A version of the kit aimed at members of the public is not yet available but can be pre-ordered. Home testing kits must be certified by a notified body – which the company is currently seeking – while the pharmacy team kits only require CE marking and do not need to be assessed by a notified body. 

The Medicines and Healthcare Products Regulatory Agency “has instructed that the Pharmacy Team test kits must not be sold to members of the public,” Pharmadoctor confirmed.

The MHRA told PNN that if it were to receive reports of tests being sold to the public inappropriately it would “assess and follow up with any necessary action”.


The private sale of COVID-19 testing kits to pharmacies has attracted some criticism. One pharmacist commented on social media: “At the cost of these tests it’s not viable to test often enough to protect your patients against what you may have.”

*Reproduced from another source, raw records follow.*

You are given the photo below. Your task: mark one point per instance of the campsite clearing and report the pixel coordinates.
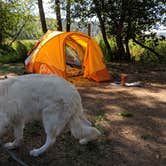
(132, 121)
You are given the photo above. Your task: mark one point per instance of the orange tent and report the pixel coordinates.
(49, 56)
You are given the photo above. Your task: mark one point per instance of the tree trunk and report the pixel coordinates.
(0, 39)
(146, 47)
(128, 55)
(68, 18)
(58, 15)
(42, 16)
(119, 42)
(103, 29)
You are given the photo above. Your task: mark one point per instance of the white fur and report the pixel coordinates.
(49, 98)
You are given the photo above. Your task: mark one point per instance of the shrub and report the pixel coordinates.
(8, 54)
(21, 50)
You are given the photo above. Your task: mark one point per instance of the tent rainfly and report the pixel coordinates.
(48, 56)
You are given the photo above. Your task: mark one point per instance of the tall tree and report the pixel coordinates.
(98, 8)
(42, 16)
(58, 15)
(14, 16)
(68, 18)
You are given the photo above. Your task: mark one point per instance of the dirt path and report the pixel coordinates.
(132, 121)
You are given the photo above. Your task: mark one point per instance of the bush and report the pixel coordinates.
(8, 54)
(21, 51)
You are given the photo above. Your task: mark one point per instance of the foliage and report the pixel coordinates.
(15, 53)
(21, 50)
(139, 54)
(15, 16)
(8, 54)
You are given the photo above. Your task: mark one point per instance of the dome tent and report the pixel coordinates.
(49, 56)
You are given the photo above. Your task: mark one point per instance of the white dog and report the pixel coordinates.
(46, 97)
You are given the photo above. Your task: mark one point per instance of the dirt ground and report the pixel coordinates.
(132, 121)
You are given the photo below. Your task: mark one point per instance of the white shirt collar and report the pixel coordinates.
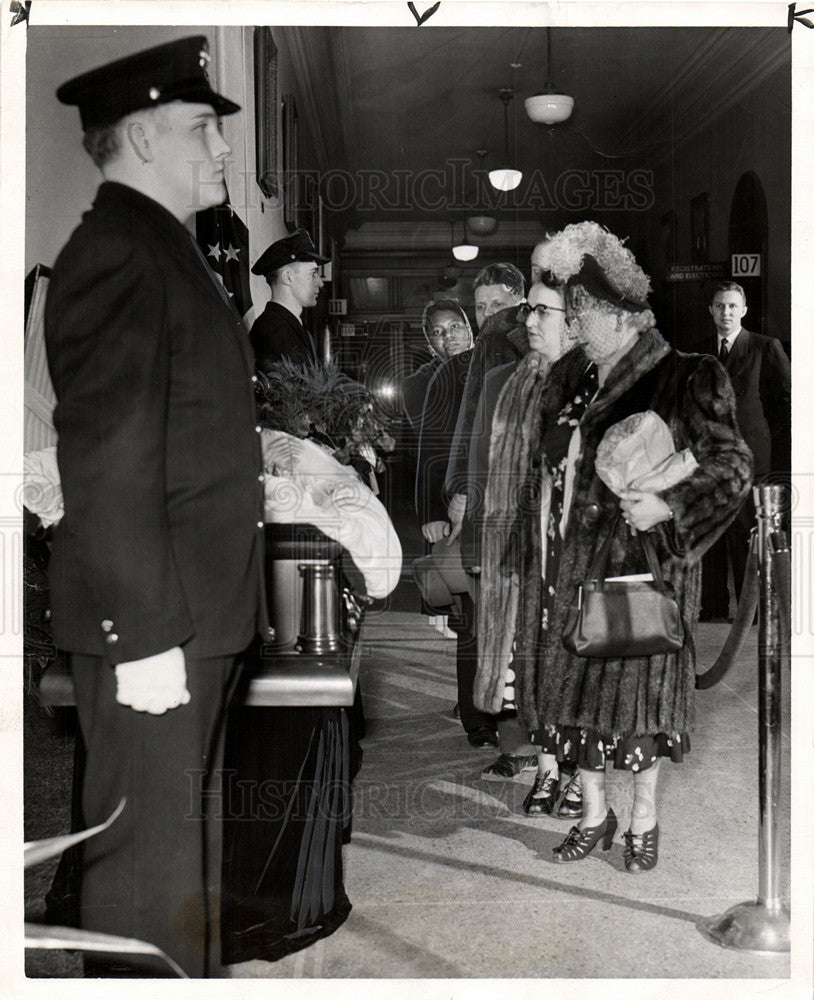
(730, 340)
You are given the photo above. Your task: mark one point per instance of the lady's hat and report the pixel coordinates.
(588, 255)
(174, 71)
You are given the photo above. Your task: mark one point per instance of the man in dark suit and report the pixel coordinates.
(292, 268)
(156, 569)
(761, 377)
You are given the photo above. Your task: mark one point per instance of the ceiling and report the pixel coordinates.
(399, 99)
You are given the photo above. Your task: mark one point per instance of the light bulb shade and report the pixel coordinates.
(481, 225)
(465, 251)
(505, 178)
(550, 108)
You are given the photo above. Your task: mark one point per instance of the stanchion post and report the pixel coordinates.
(763, 925)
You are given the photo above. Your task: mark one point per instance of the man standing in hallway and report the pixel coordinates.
(291, 266)
(156, 567)
(761, 378)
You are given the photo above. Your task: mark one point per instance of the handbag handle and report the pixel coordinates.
(600, 563)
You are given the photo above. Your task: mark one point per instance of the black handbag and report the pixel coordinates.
(615, 619)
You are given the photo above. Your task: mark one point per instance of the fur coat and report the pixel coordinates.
(692, 394)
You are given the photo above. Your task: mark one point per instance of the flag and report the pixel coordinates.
(224, 241)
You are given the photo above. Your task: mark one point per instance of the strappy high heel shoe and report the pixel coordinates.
(579, 843)
(571, 805)
(540, 800)
(641, 850)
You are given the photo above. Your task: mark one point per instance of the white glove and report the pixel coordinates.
(434, 531)
(455, 513)
(155, 684)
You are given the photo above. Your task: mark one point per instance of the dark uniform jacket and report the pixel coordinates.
(760, 374)
(158, 454)
(278, 334)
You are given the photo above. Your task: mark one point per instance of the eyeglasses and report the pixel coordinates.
(452, 329)
(540, 310)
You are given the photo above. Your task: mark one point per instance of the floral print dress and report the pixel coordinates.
(587, 748)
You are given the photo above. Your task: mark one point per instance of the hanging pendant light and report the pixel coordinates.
(549, 107)
(505, 178)
(463, 250)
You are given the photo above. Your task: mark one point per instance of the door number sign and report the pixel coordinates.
(745, 265)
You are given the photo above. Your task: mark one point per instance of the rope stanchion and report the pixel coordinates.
(744, 618)
(763, 925)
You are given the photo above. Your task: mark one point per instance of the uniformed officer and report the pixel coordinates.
(292, 268)
(156, 567)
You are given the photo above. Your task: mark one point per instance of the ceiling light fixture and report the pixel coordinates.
(481, 225)
(505, 178)
(549, 107)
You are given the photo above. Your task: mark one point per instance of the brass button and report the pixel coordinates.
(591, 513)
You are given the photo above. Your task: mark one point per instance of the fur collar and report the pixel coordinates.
(646, 353)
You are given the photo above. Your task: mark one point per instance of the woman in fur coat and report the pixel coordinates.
(631, 710)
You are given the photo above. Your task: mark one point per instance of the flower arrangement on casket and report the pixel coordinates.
(315, 422)
(322, 403)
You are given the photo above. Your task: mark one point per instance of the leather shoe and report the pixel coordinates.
(508, 766)
(483, 736)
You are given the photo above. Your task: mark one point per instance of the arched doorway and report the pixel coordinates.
(749, 234)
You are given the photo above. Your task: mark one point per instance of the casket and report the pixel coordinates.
(313, 657)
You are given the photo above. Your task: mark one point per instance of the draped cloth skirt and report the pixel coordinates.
(287, 812)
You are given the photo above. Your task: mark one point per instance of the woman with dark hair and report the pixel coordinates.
(512, 403)
(631, 710)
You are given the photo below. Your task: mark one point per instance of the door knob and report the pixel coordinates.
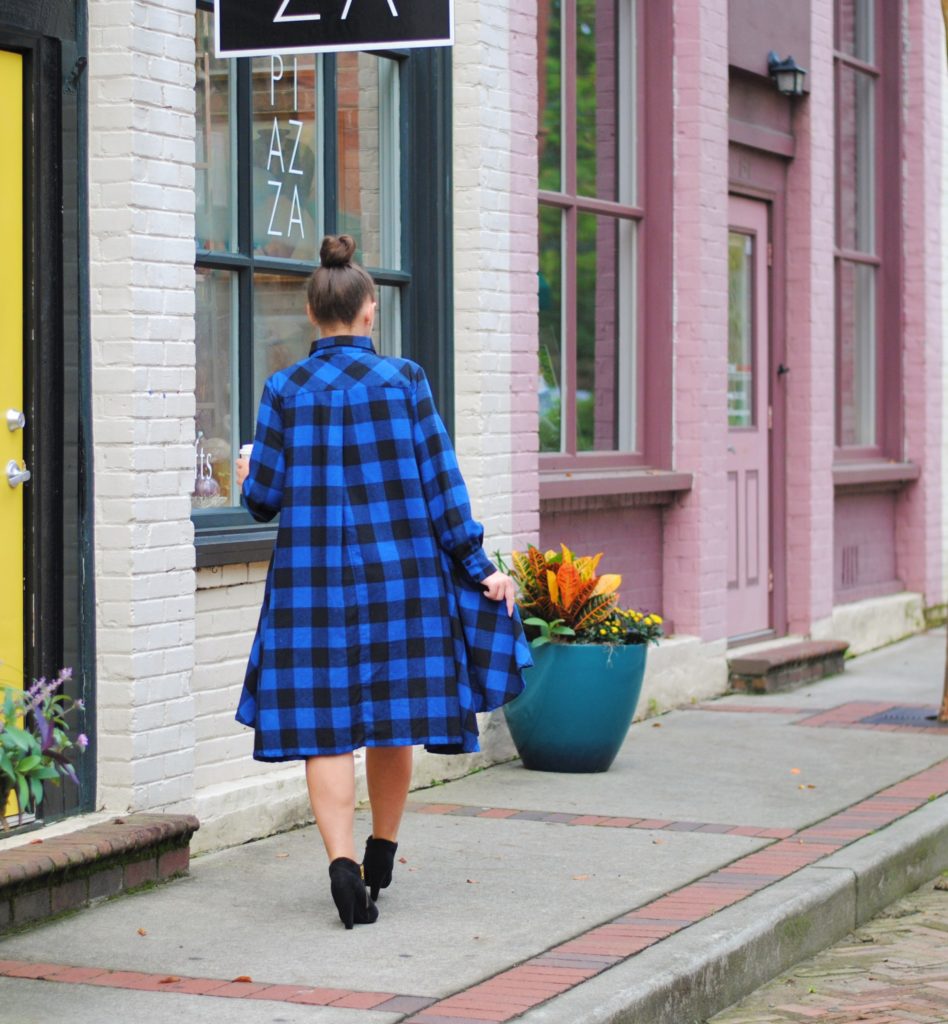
(15, 420)
(16, 475)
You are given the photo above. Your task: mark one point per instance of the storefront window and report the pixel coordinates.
(272, 179)
(589, 226)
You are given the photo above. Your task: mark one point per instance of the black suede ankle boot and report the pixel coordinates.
(350, 895)
(378, 863)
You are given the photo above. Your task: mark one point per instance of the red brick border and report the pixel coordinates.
(512, 992)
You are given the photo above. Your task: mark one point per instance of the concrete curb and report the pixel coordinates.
(691, 976)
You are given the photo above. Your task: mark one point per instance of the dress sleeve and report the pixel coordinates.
(444, 488)
(263, 488)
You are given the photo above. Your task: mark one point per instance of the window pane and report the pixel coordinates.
(287, 221)
(551, 329)
(856, 145)
(387, 334)
(605, 335)
(605, 92)
(283, 333)
(367, 125)
(215, 156)
(216, 413)
(549, 48)
(740, 330)
(856, 28)
(857, 354)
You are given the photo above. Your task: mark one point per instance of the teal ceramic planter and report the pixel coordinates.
(576, 707)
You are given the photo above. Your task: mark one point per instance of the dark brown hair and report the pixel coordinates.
(338, 289)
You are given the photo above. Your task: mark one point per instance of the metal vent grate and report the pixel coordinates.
(851, 565)
(914, 716)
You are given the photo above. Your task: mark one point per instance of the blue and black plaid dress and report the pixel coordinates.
(374, 630)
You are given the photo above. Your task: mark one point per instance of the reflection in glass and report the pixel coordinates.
(549, 47)
(856, 146)
(740, 331)
(857, 354)
(551, 329)
(215, 157)
(286, 171)
(856, 28)
(387, 333)
(597, 98)
(605, 368)
(283, 333)
(215, 390)
(367, 126)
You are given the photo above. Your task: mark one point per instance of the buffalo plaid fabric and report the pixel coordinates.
(374, 630)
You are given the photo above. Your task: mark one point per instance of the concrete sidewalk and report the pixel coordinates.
(728, 842)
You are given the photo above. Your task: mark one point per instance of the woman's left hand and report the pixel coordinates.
(500, 587)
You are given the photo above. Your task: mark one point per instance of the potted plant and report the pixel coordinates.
(35, 745)
(589, 654)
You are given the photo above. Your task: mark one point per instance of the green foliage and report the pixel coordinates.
(35, 744)
(548, 632)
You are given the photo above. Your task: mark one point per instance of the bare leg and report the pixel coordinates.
(332, 793)
(388, 771)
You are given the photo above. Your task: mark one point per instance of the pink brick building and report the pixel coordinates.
(673, 314)
(776, 466)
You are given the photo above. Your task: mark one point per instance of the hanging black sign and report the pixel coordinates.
(261, 28)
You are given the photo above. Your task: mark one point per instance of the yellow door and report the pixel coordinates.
(11, 359)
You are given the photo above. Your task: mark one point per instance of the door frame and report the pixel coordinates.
(756, 175)
(54, 144)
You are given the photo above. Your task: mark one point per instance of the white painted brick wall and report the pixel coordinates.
(494, 267)
(141, 119)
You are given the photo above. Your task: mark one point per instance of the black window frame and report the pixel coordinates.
(425, 280)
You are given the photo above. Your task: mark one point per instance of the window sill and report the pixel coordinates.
(233, 545)
(873, 475)
(576, 489)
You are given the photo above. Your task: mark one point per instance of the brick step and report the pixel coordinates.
(786, 666)
(45, 877)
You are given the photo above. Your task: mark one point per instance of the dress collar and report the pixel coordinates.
(356, 341)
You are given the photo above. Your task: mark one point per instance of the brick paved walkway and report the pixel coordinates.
(891, 971)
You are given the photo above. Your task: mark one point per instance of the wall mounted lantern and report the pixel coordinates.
(787, 75)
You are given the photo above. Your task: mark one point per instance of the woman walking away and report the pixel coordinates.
(384, 625)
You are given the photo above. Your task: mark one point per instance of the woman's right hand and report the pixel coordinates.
(500, 587)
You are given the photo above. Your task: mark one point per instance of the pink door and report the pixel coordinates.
(748, 420)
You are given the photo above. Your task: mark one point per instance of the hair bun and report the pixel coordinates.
(337, 250)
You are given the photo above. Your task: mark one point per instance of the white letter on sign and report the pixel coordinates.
(345, 11)
(283, 16)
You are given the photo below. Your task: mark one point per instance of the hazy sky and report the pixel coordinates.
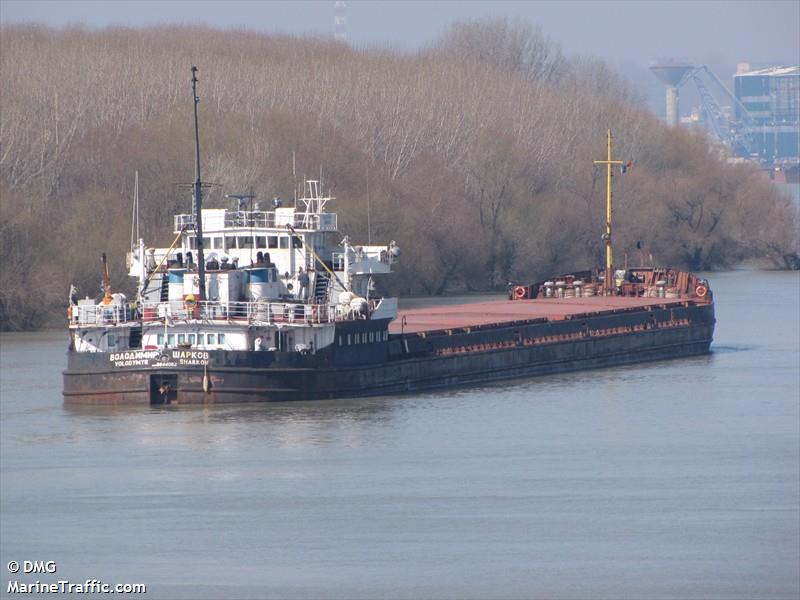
(721, 32)
(628, 34)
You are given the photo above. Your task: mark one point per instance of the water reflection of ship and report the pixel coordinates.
(291, 424)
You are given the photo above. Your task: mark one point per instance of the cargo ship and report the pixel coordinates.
(252, 305)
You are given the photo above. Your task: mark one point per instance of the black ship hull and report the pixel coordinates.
(406, 363)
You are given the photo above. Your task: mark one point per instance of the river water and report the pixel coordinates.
(677, 479)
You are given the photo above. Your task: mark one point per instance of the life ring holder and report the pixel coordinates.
(190, 304)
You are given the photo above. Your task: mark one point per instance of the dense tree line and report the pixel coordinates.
(475, 154)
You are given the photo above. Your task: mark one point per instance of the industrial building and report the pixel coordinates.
(771, 124)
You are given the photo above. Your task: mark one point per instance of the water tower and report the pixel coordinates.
(671, 74)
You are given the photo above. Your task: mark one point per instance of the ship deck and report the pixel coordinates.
(478, 314)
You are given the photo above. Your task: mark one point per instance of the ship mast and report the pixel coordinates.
(608, 282)
(198, 195)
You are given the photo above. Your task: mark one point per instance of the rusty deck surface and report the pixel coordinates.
(502, 311)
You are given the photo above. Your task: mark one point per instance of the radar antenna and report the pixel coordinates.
(198, 195)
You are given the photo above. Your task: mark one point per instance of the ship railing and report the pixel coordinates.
(360, 253)
(261, 311)
(100, 314)
(264, 219)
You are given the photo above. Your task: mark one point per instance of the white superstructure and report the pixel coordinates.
(276, 279)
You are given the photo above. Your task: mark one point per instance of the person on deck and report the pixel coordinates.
(302, 279)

Another said: “We would have to keep on testing – and I think may even cause paranoia in staff.”

PNN asked Public Health England to clarify its position on self-testing by pharmacy teams. It did not respond directly but said: “We are working with a number of commercial companies to validate tests for use and we are also working to develop a blood test. 

“So far, they haven’t gone through validation. We do not yet have sufficient understanding of antibody responses in COVID patients to be assured of the accuracy of a positive or negative result, and it is vital that any test we bring online is reliable.”

A PHE spokesperson said the health body had sufficient testing capacity and was "turning the vast majority of tests around within 24-48 hours".